Iraq House to debate on candidates ban
BAGHDAD: Iraq's premier has convened parliament for Sunday to debate what his government branded an "illegal" decision to reinstate election candidates with alleged links to ousted dictator Saddam Hussein.
Prime Minister Nuri al-Maliki had sought the extraordinary session from parliament speaker Iyad Samarrai "to study the decision of the seven judges" who reversed the disqualifications, state television said.
The electoral commission announced on Wednesday that the judges had ruled that around 500 candidates barred from Iraq's March 7 general election could stand after all.
Government spokesman Ali al-Dabbagh in a statement Thursday labelled the ruling "illegal" and "unconstitutional."
The blacklist sparked tensions between the country's Shiite majority and its Sunni Arab former elite, alarming the White House and the United Nations which both expressed concerns about the election's credibility in recent weeks.
It was compiled last month by an integrity and accountability committee responsible for ensuring that individuals from the former regime do not take part.
A senior election official told AFP on Wednesday that the barred candidates, who include people accused of membership of Saddam's outlawed Baath party, can take part in the vote, subject to a post-ballot appeals procedure.
"They have the right to run in the election," said Hamdiyah al-Husseini from the war-torn country's Independent High Electoral Commission (IHEC).
"The appeal court will look at their file after the election," and if they find them to have links to Saddam's outlawed Baath party, "they will be eliminated," she said.
Dabbagh, however, said the government vehemently opposed the decision.
"The government underlines the importance of respecting Iraq's judicial and constitutional mechanisms to ensure that the rule of law applies to all," he said in the statement.
"Delaying the application of the (electoral) law on integrity and justice until after the elections is illegal and unconstitutional.
"The appeal decision goes beyond its powers because it is a duty to enforce the law on integrity and justice," Dabbagh added.
The law on integrity and justice was adopted January 14, 2008 to replace the de-Baathification Committee, established by the Americans immediately after the US-led invasion in 2003.

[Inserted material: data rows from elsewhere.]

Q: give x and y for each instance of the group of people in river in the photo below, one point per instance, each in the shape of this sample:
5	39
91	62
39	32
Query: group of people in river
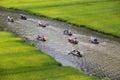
72	39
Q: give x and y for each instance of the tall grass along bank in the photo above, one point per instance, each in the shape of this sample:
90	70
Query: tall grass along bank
99	15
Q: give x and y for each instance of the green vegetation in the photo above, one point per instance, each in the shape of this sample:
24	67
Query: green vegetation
101	15
20	61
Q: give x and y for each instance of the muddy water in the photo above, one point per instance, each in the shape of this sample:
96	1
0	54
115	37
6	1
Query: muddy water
102	60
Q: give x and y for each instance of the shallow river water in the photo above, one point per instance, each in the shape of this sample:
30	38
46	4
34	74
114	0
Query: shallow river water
101	60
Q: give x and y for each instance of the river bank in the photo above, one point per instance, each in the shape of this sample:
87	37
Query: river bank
96	57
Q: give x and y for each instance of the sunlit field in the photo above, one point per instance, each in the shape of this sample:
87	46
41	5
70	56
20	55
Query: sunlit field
20	61
101	15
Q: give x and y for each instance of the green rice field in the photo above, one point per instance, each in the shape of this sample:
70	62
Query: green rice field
101	15
21	61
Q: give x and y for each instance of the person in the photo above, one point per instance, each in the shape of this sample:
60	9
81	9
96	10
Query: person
94	38
41	37
10	19
66	31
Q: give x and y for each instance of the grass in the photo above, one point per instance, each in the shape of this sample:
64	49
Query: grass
101	15
20	61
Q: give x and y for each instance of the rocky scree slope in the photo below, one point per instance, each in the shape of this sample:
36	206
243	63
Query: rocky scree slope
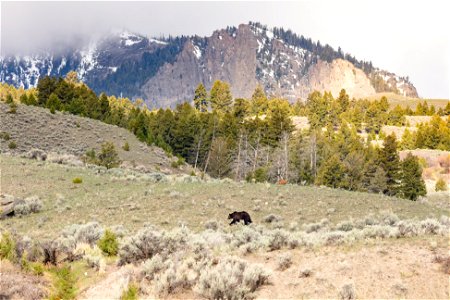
166	71
33	127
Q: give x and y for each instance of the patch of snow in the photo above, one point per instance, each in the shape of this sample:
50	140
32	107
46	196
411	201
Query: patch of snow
157	41
62	65
260	46
197	52
88	60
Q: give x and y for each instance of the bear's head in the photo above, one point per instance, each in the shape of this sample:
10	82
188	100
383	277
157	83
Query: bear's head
231	216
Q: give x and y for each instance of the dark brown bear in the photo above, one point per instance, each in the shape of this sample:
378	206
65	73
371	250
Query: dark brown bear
237	216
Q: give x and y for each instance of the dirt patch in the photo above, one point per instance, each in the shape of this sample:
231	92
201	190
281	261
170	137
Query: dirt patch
16	285
112	286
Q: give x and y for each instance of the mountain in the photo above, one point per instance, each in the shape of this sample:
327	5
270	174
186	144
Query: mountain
166	71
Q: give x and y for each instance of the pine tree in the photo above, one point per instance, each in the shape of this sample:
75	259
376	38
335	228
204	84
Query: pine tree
343	101
412	185
407	142
317	110
390	162
221	99
331	172
53	102
201	98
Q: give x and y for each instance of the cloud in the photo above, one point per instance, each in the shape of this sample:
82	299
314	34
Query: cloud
405	37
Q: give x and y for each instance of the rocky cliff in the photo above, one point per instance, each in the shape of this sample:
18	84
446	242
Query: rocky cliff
165	72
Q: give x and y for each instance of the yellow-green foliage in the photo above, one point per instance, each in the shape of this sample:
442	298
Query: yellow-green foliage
441	185
7	247
37	268
12	145
131	293
77	180
108	243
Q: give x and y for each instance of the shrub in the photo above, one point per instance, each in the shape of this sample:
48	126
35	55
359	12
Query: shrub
177	163
211	224
231	278
12	108
5	136
37	154
7	247
260	175
108	243
93	261
34	203
22	209
345	226
306	272
84	233
64	284
441	185
430	226
148	242
347	292
272	218
108	156
153	266
284	261
172	279
77	180
37	269
131	293
12	145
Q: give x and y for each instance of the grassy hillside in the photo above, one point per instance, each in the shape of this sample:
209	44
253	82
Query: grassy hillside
124	199
403	101
35	127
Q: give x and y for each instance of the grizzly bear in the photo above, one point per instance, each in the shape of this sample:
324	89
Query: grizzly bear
237	216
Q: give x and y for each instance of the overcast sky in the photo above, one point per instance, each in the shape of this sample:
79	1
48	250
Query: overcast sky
409	38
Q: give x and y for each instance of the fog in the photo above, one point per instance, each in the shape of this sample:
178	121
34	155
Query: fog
409	38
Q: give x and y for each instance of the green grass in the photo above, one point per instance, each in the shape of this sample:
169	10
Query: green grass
132	203
403	101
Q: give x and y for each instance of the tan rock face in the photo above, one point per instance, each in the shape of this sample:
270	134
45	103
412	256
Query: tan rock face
248	56
337	75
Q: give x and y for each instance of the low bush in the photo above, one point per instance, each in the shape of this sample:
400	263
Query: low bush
37	269
88	233
131	293
64	285
347	292
284	261
148	242
108	243
5	136
272	218
37	154
231	278
77	180
441	185
7	247
12	145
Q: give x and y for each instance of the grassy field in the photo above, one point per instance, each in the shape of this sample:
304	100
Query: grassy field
302	261
403	101
127	201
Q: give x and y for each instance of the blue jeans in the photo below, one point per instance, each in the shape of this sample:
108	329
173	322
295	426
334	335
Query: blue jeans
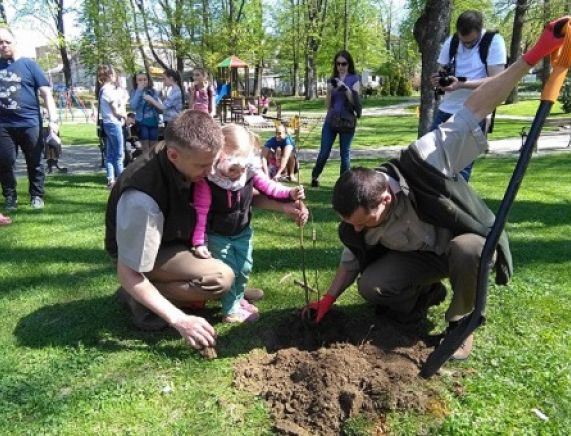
236	252
441	117
31	142
114	150
328	136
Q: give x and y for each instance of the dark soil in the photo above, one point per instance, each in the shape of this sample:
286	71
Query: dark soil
315	377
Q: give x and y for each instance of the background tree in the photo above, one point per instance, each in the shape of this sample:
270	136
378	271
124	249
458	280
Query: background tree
3	18
430	30
51	14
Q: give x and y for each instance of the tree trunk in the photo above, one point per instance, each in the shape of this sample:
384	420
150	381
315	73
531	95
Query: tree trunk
430	30
139	41
3	18
258	72
546	65
62	45
310	79
515	47
316	11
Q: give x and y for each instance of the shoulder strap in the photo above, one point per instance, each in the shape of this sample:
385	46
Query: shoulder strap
485	47
453	49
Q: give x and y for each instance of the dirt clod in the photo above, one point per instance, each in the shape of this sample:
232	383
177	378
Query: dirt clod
316	377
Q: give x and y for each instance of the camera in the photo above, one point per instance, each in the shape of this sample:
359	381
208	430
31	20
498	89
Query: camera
445	79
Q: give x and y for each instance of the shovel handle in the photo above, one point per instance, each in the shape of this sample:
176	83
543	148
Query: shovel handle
561	61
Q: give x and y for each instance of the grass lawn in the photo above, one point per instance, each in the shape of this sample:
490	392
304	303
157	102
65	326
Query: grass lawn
78	133
300	104
71	363
529	108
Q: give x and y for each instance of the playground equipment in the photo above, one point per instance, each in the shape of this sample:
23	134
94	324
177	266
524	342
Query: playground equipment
561	61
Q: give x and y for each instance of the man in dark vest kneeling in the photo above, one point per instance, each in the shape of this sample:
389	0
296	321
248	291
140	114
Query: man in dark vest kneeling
414	220
149	225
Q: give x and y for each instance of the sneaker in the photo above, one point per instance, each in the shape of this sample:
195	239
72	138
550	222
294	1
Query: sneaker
240	316
464	351
253	294
11	203
37	202
248	306
141	317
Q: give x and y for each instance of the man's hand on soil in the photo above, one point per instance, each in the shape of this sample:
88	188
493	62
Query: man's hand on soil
321	307
196	330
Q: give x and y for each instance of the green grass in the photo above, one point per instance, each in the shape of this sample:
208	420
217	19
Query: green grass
78	133
528	108
318	105
71	363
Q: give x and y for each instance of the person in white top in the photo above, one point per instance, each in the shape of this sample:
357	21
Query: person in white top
466	69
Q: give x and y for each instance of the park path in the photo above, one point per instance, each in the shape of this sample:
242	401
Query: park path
87	158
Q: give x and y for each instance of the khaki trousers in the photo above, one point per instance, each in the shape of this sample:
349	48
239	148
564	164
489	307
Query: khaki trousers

It excluded thousands of Saddam-era employees lose their jobs, before many of them joined the insurgency that followed the invasion.
As well as Baathists, the blacklist, which includes both Shiites and Sunnis, covered alleged members of Saddam's once deadly Fedayeen (Men of Sacrifice) militia and Mukhabarat intelligence division.
Baath party membership was essential for obtaining promotion in Iraq's omnipotent public sector during the dictator's rule.
A process of de-Baathification was adopted by Washington diplomat Paul Bremer, head of the Coalition Provisional Authority (CPA), following the invasion.
US Vice President Joe Biden proposed the disqualifications be deferred until after the election during a visit to Baghdad in January at the height of the crisis over the blacklist, according to President Jalal Talabani's office.